Communities in Matabeleland region have continued to benefit from the services of cross border transport operators who deliver various goods from their relatives based in neighbouring Botswana and South Africa to their door step.
At the height of the economic challenges in Zimbabwe, thousands of people particularly from Matabeleland region fled to neighbouring countries such as South Africa and Botswana in search of greener pastures.
In order to cushion their families who were left behind, the migrants would seek the services of cross border transporters who ferry groceries, property and money back home to their relatives.
Demand for this service has therefore seen the sector growing over the years.

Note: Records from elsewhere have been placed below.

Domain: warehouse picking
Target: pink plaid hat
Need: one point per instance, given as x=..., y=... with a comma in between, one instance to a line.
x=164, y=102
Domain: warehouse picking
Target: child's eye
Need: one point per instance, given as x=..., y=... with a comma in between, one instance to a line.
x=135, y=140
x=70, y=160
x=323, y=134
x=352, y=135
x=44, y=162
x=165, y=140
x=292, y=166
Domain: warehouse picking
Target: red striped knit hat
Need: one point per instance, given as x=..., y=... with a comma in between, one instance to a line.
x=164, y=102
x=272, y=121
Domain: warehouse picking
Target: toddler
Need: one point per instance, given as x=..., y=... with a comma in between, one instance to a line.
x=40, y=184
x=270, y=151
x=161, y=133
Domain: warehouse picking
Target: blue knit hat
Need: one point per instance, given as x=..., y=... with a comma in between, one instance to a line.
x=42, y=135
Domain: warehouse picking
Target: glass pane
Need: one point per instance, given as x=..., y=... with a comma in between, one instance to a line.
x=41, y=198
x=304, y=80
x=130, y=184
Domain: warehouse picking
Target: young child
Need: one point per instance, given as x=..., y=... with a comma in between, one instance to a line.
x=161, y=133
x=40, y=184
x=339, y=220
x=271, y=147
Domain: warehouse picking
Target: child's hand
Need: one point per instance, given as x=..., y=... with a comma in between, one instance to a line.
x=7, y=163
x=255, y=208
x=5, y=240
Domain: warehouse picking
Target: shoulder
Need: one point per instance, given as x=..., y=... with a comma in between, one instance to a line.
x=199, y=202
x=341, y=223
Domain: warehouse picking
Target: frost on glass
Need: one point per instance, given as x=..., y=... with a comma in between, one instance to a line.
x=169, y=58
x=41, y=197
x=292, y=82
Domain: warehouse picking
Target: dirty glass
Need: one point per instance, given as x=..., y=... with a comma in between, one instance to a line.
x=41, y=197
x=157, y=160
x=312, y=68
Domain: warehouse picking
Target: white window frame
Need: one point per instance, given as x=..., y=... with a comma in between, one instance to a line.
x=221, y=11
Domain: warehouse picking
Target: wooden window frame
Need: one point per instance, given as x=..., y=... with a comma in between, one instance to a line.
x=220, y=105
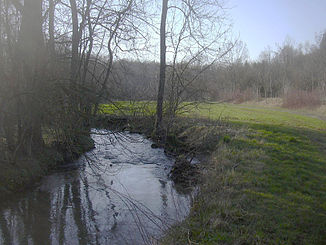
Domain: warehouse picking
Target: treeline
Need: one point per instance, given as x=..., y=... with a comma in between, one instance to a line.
x=60, y=59
x=286, y=71
x=51, y=77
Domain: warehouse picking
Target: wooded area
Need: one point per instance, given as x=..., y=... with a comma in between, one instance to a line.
x=61, y=59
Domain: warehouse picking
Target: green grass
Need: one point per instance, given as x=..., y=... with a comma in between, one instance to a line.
x=226, y=111
x=265, y=182
x=270, y=116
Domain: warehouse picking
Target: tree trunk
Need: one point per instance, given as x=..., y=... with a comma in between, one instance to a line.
x=51, y=29
x=31, y=50
x=75, y=42
x=160, y=96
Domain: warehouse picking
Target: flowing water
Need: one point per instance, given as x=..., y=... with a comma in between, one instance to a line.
x=118, y=193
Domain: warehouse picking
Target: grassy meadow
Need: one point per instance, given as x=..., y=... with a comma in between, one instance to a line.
x=265, y=180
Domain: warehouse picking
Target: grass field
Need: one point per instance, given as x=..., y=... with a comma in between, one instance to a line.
x=265, y=182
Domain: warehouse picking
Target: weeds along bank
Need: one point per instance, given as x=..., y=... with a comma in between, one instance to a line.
x=25, y=171
x=264, y=182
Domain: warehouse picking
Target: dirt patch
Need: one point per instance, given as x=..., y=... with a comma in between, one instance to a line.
x=185, y=173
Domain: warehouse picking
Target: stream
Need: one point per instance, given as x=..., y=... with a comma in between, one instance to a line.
x=118, y=193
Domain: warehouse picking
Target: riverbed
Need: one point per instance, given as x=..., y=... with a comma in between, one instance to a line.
x=118, y=193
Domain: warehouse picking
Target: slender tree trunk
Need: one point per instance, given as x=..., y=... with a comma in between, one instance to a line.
x=31, y=47
x=75, y=41
x=51, y=29
x=160, y=96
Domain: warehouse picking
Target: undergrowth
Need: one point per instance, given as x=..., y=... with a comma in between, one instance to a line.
x=264, y=184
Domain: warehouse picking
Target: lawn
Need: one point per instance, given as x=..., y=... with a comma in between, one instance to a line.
x=265, y=181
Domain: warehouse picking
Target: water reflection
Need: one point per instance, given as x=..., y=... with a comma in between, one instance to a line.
x=120, y=196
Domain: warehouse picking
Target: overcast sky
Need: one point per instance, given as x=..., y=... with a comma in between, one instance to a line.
x=263, y=23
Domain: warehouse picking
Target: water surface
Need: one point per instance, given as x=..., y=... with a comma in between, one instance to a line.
x=118, y=193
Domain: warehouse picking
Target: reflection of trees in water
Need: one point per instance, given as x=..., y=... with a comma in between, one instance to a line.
x=71, y=211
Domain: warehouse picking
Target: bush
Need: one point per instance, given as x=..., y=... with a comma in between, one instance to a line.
x=299, y=99
x=239, y=97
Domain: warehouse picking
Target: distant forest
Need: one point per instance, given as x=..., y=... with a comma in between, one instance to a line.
x=60, y=59
x=276, y=73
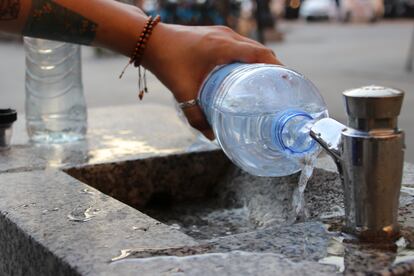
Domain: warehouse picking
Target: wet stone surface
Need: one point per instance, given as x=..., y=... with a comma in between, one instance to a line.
x=140, y=203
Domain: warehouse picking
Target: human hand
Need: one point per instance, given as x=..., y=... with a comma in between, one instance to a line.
x=182, y=57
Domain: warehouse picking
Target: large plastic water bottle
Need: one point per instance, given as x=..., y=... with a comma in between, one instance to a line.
x=261, y=115
x=55, y=104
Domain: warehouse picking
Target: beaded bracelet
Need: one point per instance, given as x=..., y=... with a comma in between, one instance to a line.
x=138, y=53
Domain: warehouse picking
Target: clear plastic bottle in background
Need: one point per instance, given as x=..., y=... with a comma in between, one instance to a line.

Prince Ndlovu, who has been in the business since 2016, said his job mainly entails collecting goods from his clients either in Johannesburg or Pretoria for delivery back home.
“The charges depend of the goods I am ferrying, groceries cost a certain amount while bringing furniture down here is a bit costly. I come to Zimbabwe every week and deliver consignments to any part of the country,” said Prince.

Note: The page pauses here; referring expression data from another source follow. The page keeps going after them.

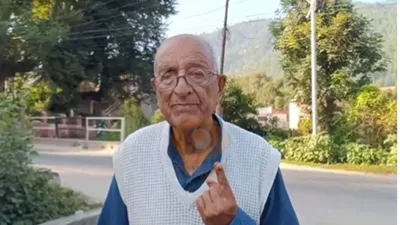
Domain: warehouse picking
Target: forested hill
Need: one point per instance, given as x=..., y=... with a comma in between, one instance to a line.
x=249, y=47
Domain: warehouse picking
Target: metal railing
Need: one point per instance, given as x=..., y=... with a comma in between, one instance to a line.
x=121, y=129
x=82, y=128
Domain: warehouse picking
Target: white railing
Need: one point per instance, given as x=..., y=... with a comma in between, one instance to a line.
x=87, y=128
x=121, y=129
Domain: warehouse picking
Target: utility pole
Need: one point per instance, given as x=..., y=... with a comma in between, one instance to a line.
x=219, y=108
x=313, y=17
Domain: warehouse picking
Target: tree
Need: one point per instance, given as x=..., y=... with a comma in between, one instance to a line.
x=348, y=52
x=111, y=44
x=372, y=117
x=28, y=195
x=241, y=108
x=26, y=35
x=66, y=42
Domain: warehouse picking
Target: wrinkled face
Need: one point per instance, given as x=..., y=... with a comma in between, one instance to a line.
x=187, y=86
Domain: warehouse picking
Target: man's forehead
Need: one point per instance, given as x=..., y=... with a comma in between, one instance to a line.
x=188, y=47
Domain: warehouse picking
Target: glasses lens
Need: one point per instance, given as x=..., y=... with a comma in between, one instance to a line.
x=166, y=82
x=197, y=77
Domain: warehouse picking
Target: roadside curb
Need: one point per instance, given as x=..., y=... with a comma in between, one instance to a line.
x=287, y=166
x=284, y=166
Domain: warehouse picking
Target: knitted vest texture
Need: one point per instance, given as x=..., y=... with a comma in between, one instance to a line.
x=153, y=194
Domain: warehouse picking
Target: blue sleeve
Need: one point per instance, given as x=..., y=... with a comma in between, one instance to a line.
x=277, y=211
x=114, y=209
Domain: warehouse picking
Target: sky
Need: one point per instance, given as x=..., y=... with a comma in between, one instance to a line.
x=199, y=16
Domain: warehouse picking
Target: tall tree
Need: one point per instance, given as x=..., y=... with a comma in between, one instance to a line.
x=112, y=45
x=348, y=52
x=26, y=35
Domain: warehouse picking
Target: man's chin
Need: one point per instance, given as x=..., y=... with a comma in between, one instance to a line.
x=187, y=121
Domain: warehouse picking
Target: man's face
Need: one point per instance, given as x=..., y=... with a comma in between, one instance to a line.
x=187, y=87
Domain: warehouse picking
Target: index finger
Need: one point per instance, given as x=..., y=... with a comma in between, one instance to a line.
x=219, y=170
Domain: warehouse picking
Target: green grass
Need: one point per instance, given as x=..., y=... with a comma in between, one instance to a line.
x=374, y=169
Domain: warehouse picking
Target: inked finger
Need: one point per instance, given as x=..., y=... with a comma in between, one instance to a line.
x=219, y=170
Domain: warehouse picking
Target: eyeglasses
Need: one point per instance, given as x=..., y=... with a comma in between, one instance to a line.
x=194, y=77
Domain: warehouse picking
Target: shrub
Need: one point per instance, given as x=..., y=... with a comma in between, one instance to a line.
x=241, y=109
x=27, y=195
x=391, y=144
x=316, y=149
x=134, y=116
x=305, y=126
x=157, y=117
x=361, y=154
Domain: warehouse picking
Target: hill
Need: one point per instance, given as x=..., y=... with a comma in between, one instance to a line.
x=250, y=44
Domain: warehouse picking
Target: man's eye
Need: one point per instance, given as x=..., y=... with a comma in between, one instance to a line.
x=167, y=77
x=197, y=74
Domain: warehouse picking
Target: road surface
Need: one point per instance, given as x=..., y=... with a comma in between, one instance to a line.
x=318, y=198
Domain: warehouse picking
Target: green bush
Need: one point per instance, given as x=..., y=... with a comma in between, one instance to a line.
x=391, y=144
x=134, y=116
x=322, y=149
x=241, y=109
x=305, y=126
x=27, y=195
x=316, y=149
x=157, y=117
x=361, y=154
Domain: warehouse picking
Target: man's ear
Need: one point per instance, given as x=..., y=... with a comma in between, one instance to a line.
x=153, y=85
x=221, y=85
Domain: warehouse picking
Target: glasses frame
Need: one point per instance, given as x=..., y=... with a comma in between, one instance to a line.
x=156, y=81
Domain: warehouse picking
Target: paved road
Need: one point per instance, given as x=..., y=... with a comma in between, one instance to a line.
x=318, y=198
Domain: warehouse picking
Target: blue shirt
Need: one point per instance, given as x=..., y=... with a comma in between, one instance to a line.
x=277, y=211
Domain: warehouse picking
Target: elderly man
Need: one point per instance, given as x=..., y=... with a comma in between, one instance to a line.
x=194, y=168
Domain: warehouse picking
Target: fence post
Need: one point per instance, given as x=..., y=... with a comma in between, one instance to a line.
x=56, y=122
x=122, y=129
x=87, y=130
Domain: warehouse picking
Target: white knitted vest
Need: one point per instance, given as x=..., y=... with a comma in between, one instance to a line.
x=153, y=194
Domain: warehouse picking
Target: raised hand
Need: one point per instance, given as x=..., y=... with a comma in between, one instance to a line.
x=217, y=206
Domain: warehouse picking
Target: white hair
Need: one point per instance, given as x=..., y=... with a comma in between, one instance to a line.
x=200, y=39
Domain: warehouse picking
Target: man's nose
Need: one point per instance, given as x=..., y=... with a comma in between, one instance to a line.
x=182, y=87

Mrs Tsirelitso Moyo, who has four children based in South Africa, said the cross border transport operators, popularly known as Omalayitsha are providing an important service to the people of Matabeleland region.
“We are really grateful for the work that they are doing. As you can see, I have just received furniture from my son who is in South Africa. I was told Omalayitsha are coming on Tuesday and here they are,” she said.

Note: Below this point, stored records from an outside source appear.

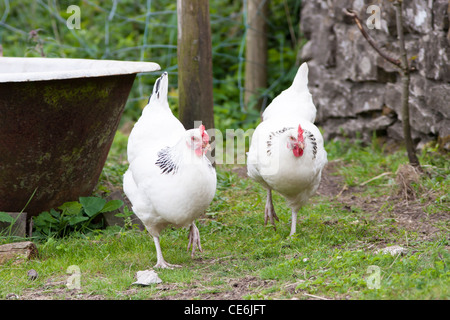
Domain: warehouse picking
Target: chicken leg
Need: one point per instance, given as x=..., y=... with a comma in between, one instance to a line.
x=269, y=212
x=293, y=223
x=194, y=239
x=161, y=263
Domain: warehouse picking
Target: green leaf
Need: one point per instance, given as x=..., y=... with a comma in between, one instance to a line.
x=112, y=205
x=77, y=219
x=45, y=216
x=71, y=208
x=4, y=217
x=55, y=213
x=92, y=205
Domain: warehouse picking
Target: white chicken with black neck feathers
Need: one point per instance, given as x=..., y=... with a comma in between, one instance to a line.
x=170, y=181
x=286, y=152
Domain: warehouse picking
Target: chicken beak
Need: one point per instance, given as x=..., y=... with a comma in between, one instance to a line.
x=301, y=145
x=206, y=146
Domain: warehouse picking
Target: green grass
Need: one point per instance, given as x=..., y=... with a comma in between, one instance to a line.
x=329, y=256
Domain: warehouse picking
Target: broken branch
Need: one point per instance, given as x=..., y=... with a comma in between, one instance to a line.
x=351, y=13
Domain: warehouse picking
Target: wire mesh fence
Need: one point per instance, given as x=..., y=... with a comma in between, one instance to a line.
x=147, y=31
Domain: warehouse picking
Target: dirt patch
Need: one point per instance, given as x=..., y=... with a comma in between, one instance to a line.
x=400, y=204
x=232, y=289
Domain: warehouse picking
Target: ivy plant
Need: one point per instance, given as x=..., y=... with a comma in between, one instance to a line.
x=73, y=217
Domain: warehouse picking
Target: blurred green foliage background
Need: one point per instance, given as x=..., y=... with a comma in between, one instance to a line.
x=147, y=31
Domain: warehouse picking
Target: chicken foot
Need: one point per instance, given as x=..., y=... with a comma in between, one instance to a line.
x=269, y=211
x=194, y=239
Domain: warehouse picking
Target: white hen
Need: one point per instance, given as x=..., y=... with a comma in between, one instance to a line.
x=170, y=181
x=287, y=153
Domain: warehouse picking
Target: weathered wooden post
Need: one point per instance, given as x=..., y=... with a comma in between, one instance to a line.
x=195, y=80
x=256, y=49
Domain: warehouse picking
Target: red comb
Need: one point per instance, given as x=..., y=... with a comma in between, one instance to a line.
x=300, y=133
x=202, y=129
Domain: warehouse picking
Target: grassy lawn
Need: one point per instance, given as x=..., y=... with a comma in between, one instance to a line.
x=333, y=255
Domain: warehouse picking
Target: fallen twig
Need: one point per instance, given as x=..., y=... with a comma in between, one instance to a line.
x=317, y=297
x=375, y=178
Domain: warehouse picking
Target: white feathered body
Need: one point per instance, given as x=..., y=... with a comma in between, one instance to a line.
x=166, y=182
x=269, y=160
x=274, y=166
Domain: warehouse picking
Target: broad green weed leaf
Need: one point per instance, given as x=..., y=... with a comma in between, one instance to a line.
x=4, y=217
x=71, y=208
x=92, y=205
x=112, y=205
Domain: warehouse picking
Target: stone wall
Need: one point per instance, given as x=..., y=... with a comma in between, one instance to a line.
x=356, y=91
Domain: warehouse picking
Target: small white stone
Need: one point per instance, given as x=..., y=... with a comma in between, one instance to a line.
x=147, y=277
x=393, y=250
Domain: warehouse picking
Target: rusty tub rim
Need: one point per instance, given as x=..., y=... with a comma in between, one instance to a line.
x=23, y=69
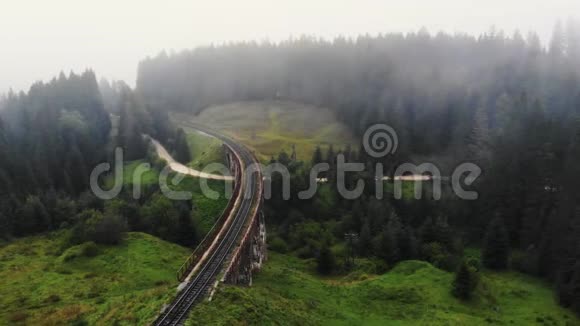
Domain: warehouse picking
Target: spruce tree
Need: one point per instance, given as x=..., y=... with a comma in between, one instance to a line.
x=465, y=282
x=326, y=261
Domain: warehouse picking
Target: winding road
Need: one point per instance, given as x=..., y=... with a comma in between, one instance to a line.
x=183, y=169
x=205, y=275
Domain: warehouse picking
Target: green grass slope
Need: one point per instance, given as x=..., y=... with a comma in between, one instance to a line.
x=126, y=284
x=287, y=292
x=271, y=126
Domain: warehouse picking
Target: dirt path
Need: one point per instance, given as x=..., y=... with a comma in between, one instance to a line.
x=180, y=168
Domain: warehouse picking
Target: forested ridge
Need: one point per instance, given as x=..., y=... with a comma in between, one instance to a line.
x=52, y=137
x=509, y=104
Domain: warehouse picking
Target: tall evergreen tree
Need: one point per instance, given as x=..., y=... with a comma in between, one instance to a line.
x=496, y=247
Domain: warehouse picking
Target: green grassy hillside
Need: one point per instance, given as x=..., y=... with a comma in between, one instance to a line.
x=272, y=126
x=287, y=292
x=126, y=284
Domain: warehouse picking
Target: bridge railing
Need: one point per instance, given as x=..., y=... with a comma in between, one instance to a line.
x=197, y=254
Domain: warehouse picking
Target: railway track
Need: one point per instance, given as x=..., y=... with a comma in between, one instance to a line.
x=198, y=287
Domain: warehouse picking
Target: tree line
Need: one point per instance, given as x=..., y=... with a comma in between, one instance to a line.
x=507, y=103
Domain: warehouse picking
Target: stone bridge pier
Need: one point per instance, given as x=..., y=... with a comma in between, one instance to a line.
x=251, y=253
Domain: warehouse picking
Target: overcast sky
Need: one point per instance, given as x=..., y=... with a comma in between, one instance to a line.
x=40, y=38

“I am a business woman in Manama and I normally ask Prince to bring me certain products from South Africa and he has been very reliable,” another woman said.
While the cross border transporters describe the business as viable, it is however without challenges.
“Our greatest problem are the delays at the border, something really has to be done to improve efficiency there because we are in business,” said Prince.
The government, which is on a massive drive to transform the economy, has acknowledged the role that the diaspora community has played over the years in sustaining families in Zimbabwe and keeping the country afloat.